MIT is Creating Skin-Tight Spacesuits for Astronauts
MIT researchers are actively working on a new spacesuit technology that could allow astronauts to move more freely as they explore the reaches of space. If all goes well, the bubbly, baggy and even clumsy spacesuits of today could be a thing of the past. It's an image right out of science fiction: skin tight space suits that might even look cool or sexy--not that that's the aim for MIT's reseachers on this project (but shouldn't it be?).
These new suits would be pressurized like the old suits, but they would accomplish it in a different way.
Dava Newman, professor of aeronautics and astronautics and engineering systems at MIT, and her team are pursuing "active compression garments" that can actually contract and expand in response to ambient energy, or heat. Tiny sprins, or coils, comprise the new suit technology, and they in turn are made up of a "shape-memory alloy" (SMA) that can return to a pre-disposed shape when heated.
"With conventional spacesuits, you're essentially in a balloon of gas that's providing you with the necessary one-third of an atmosphere to keep you alive in the vacuum of space," states Newman. She has been working over the past ten years or so to design form-fitting suits that could revolutionize the way astronauts explore space.
"We want to achieve that same pressurization, but through mechanical counterpressure - applying the pressure directly to the skin, thus avoiding the gas pressure altogether. We combine passive elastics with active materials. ... Ultimately, the big advantage is mobility, and a very lightweight suit for planetary exploration."
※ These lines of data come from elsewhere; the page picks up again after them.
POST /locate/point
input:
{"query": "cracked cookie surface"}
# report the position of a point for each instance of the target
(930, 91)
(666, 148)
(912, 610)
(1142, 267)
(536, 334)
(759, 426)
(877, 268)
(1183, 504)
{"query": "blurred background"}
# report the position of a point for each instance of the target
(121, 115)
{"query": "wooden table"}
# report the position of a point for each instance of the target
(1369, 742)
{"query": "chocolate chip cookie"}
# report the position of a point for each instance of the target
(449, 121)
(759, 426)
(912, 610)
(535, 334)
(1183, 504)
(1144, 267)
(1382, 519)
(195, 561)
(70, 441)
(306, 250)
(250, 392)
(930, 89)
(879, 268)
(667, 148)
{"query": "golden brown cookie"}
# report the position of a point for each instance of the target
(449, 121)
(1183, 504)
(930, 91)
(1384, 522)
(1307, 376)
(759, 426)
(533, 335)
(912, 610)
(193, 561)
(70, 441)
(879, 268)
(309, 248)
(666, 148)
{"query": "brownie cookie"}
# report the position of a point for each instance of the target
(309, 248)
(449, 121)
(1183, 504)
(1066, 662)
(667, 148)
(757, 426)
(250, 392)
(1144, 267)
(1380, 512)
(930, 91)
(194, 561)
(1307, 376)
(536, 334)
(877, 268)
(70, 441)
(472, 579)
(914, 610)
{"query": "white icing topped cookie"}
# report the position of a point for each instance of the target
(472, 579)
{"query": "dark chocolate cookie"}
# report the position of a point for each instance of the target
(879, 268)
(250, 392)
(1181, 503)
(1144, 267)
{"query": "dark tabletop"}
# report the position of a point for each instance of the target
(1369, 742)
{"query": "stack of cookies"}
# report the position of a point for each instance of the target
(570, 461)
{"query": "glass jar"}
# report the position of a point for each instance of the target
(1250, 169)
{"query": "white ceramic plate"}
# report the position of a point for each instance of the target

The next issue facing the team is how to keep the coils locked in place in order to provide constant pressure on an astronauts skin while they're in space. According to researchers, the two options are keep the suit heated (and thus the micro-coils) or find a way to mechanically lock the coils in place in order to maintain pressure. The locking mechanism seems to be the one researchers are favoring since heating the suits would require a lot of power, like a bulky batter, and that's bad. The idea with this suit design is to eliminate bulk and thus unencumber astronauts' movement.
Researchers say this technology could have applications beyond spacesuits.
"You could use this as a tourniquet system if someone is bleeding out on the battlefield," researcher Bradley Holschuh explains. "If your suit happens to have sensors, it could tourniquet you in the event of injury without you even having to think about it."